Project helps FSA with AMR risk assessments

A model has been developed to help the Food Standards Agency (FSA) assess the risk for consumers from AMR associated bacteria in food.

Antimicrobial resistance (AMR) is where microorganisms survive antimicrobial treatments such as antibiotics and make infections more difficult to treat.

To test the tool on various pathogens and different food production chains, E. coli and Campylobacter and the chicken and lettuce supply chains were used. Model outputs were consistent with the existing scientific literature and provided reliable results. Their use will allow better prioritization of risk management interventions.

Production chains were investigated by a literature review and stakeholder workshop with UK poultry and lettuce industry representatives led by project partners Ausvet Europe and SAFOSO.

The presence of antimicrobial resistant genes (ARGs) in food can amplify the burden of foodborne AMR in the UK population.

Produce and meat sector focus
Leafy greens might be contaminated with AMR bacteria at pre-harvest through contaminated manure, soil or wildlife vectors and at post-harvest during processing or food preparation. Meat is one of the main carriers of AMR bacteria. Contamination might occur at the slaughterhouse through cross-contamination or at consumer level from inappropriate food handling.

The challenge was to develop flexible modules that can be used off the shelf and adapted depending on the bacteria and supply chain.

Two combinations of microorganisms and ARGs were selected to test and validate the models, which were based on existing approaches. Four modules included all critical production steps and the most popular intervention used in the food chain.
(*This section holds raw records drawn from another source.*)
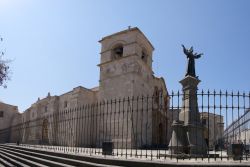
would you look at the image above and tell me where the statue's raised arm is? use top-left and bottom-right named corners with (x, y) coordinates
top-left (194, 53), bottom-right (203, 59)
top-left (182, 44), bottom-right (189, 57)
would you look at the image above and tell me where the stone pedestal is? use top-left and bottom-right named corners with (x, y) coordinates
top-left (169, 76), bottom-right (207, 156)
top-left (185, 124), bottom-right (207, 155)
top-left (169, 120), bottom-right (188, 154)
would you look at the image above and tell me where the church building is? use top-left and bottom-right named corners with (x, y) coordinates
top-left (0, 27), bottom-right (172, 148)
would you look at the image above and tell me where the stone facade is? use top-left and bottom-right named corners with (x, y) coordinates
top-left (0, 27), bottom-right (171, 148)
top-left (98, 28), bottom-right (169, 148)
top-left (19, 86), bottom-right (98, 146)
top-left (200, 112), bottom-right (224, 149)
top-left (0, 102), bottom-right (20, 143)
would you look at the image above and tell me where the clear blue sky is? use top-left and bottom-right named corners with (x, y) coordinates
top-left (0, 0), bottom-right (250, 112)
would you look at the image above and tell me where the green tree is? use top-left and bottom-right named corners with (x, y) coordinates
top-left (0, 37), bottom-right (11, 88)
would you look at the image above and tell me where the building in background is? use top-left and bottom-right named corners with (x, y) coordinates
top-left (200, 112), bottom-right (224, 149)
top-left (0, 102), bottom-right (21, 143)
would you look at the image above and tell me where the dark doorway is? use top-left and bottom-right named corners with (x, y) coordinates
top-left (158, 123), bottom-right (163, 145)
top-left (42, 119), bottom-right (49, 144)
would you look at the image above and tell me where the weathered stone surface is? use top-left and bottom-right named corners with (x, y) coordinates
top-left (169, 75), bottom-right (207, 155)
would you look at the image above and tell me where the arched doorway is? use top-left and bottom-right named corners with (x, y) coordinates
top-left (42, 119), bottom-right (49, 144)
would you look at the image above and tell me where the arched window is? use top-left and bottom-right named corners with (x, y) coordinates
top-left (153, 86), bottom-right (159, 104)
top-left (141, 50), bottom-right (148, 63)
top-left (112, 45), bottom-right (123, 60)
top-left (64, 101), bottom-right (68, 108)
top-left (0, 111), bottom-right (3, 117)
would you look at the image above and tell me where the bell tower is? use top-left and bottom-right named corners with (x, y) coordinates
top-left (98, 27), bottom-right (155, 100)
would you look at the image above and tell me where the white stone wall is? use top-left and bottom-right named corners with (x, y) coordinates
top-left (0, 102), bottom-right (20, 143)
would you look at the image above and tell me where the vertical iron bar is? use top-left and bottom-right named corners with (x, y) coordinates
top-left (81, 105), bottom-right (85, 153)
top-left (110, 99), bottom-right (113, 155)
top-left (102, 101), bottom-right (105, 154)
top-left (195, 90), bottom-right (198, 161)
top-left (135, 96), bottom-right (139, 157)
top-left (74, 108), bottom-right (77, 153)
top-left (66, 109), bottom-right (68, 152)
top-left (126, 97), bottom-right (129, 159)
top-left (177, 91), bottom-right (180, 162)
top-left (60, 109), bottom-right (65, 151)
top-left (75, 108), bottom-right (78, 153)
top-left (117, 98), bottom-right (121, 156)
top-left (90, 104), bottom-right (92, 154)
top-left (64, 110), bottom-right (66, 152)
top-left (151, 95), bottom-right (154, 161)
top-left (79, 106), bottom-right (83, 153)
top-left (106, 100), bottom-right (109, 156)
top-left (226, 91), bottom-right (229, 160)
top-left (95, 102), bottom-right (98, 155)
top-left (146, 95), bottom-right (149, 159)
top-left (207, 90), bottom-right (210, 162)
top-left (84, 105), bottom-right (87, 153)
top-left (58, 111), bottom-right (61, 150)
top-left (213, 90), bottom-right (216, 161)
top-left (121, 98), bottom-right (125, 157)
top-left (243, 92), bottom-right (246, 161)
top-left (70, 109), bottom-right (73, 152)
top-left (182, 90), bottom-right (186, 161)
top-left (89, 104), bottom-right (92, 154)
top-left (85, 104), bottom-right (91, 154)
top-left (64, 110), bottom-right (67, 152)
top-left (71, 108), bottom-right (74, 152)
top-left (84, 104), bottom-right (88, 153)
top-left (201, 90), bottom-right (204, 161)
top-left (219, 90), bottom-right (222, 160)
top-left (171, 91), bottom-right (174, 161)
top-left (98, 102), bottom-right (101, 155)
top-left (232, 91), bottom-right (234, 150)
top-left (141, 95), bottom-right (144, 159)
top-left (67, 109), bottom-right (70, 152)
top-left (156, 93), bottom-right (159, 160)
top-left (247, 92), bottom-right (250, 161)
top-left (78, 107), bottom-right (81, 153)
top-left (237, 91), bottom-right (241, 163)
top-left (114, 99), bottom-right (117, 156)
top-left (90, 104), bottom-right (93, 155)
top-left (130, 96), bottom-right (134, 157)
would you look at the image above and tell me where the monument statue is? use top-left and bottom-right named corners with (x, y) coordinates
top-left (182, 45), bottom-right (203, 77)
top-left (168, 45), bottom-right (207, 156)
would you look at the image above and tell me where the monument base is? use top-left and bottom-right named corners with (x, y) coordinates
top-left (169, 121), bottom-right (207, 156)
top-left (186, 123), bottom-right (207, 155)
top-left (168, 120), bottom-right (188, 154)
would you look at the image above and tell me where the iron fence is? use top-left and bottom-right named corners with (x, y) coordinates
top-left (0, 90), bottom-right (249, 162)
The model allows new microorganisms and genes to be tested plus attributes and steps in the supply chain to be changed. New information from whole genome sequencing can also be added as well as specific interventions such as rapid surface chilling.

For some variables used in the tool there was scarce availability of data, especially for a number of AMR-related parameters.

“Data availability is likely to be a major limitation for using the modelling framework to assess the risk of consumer exposure to specific AMR genes,” said the report.

The model also assumes the bacterial load on a contaminated product is homogeneously distributed which may not be the case. Researchers said the choice to not include a parameter related to “part of carcass” aimed to simplify the data collection process for future users.

Ongoing AMR survey
The FSA has also commissioned an AMR survey in chicken and turkey meat collected at retail in the UK from January to December 2022. This work involves collecting 300 chicken and 300 turkey meat samples with planned completion by March 2023.

It will fill evidence gaps, provide continued monitoring for E. coli and Campylobacter as well as a baseline for Salmonella surveillance. This will help determine if these meats pose a risk to public health in relation to AMR and allow monitoring of trends over time.

Analysis will require isolation and enrichment of E. coli from all meat samples, prior to testing for AMR, specifically Extended Spectrum Beta Lactamases (ESBLs), AmpC and Carbapenemase-producing E. coli. Analysis for colistin resistance and the colistin resistant mcr genes will also be included.